Ping An’s high debt load (2.09tn yuan at Q1’22) is offset by plentiful cash (2.04tn yuan) which keeps net gearing at low single digits, ensuring the group remains safe during downturns. By extension, this also means the management is able to fulfill its commitment to pay dividends which have been on a rising trend since mid-2016, reaching a compound growth rate of 27% per share.
One important change that is being repeatedly highlighted is the ongoing restructuring of Ping An’s army of insurance agents: culling the numbers by half in the last couple of years (another reason why revenue fell in 2021) but raising the quality bar and the contribution of alternative, particularly AI powered, channels.
Some performance metrics have remained constant throughout. Ping An is continually expanding its retail customer base (+4.1% in 2021 and 0.7% in Q1’22) — a good portion of it sourced from the group’s own internet users — as well as contracts per customer (+1.8% and +1.0% respectively).
The ability to cross-sell at scale — propagated under the “one customer, multiple products and one-stop services” strategy — has been a huge boon for Ping An’s subsidiaries. In 2021, close to 33 million customer migrations took place between the group’s financial companies selling insurance, healthcare and wealth management. Corporate premiums generated through cross-selling grew 7.3% year on year and new corporate financing 26.9%. Up to a fifth of all new financial customers at Ping An come from its healthcare subsidiaries.
% of retail customers (mn) with multiple contracts in different subsidiaries
Technology businesses
Unlike traditional financial services groups outside of China, Ping An has stayed ahead of change by internalizing insurtech and finding a way to incubate its technology innovations. It is the technology investments of Ping An that bear the most potential to drive exponential growth for the group. To be sure, it is early days for publicly owned Lufax (LU), OneConnect (OCFT), Ping An Health (HKEX: 01833) and Autohome (ATHM), but all four are already among the leading platforms in China in their respective niches. Technology grew its operating profit by 91% (compared to the group’s overall 5%) in 2020, 19.5% (versus 6%) in 2021 and 18% (10%) in Q1’22.
Valuation
Ping An shares traded on the Shanghai Stock Exchange (601318.SS) closed at 42.91 yuan on July 24. The Street target is 69.08 yuan according to Refinitiv Eikon.

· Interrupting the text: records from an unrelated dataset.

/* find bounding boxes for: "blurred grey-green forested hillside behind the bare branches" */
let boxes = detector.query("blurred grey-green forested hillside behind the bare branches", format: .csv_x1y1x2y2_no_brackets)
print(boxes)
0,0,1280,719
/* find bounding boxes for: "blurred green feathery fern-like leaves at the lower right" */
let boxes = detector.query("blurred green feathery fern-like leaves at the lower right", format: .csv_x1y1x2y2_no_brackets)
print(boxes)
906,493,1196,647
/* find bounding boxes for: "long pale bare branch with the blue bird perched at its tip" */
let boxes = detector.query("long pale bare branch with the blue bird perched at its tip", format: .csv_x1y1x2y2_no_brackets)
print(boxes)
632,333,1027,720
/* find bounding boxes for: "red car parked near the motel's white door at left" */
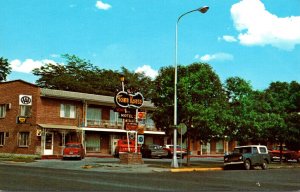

The stock is currently trading at a discount to its comparable group: trailing Price/Book is 0.9 compared to the Insurance industry’s average of 1.3 and 1.0 of Financials. The group’s P/B ratio fell below 1 for the first time in the past ten years and averaged 2.0 over the past five years.
Conclusion
After adjusting for external factors that have affected the company, Ping An has not changed principally, as I see it. Growth rates from mature non-technology businesses will eventually recover. In its guidance, the management sets out to improve revenues and cut costs while pushing further structural and technological reforms. More importantly, though, the big bet on technological research and innovation should pay off and lift the group’s value as a whole. If and when that happens will depend on a mixture of economics and politics.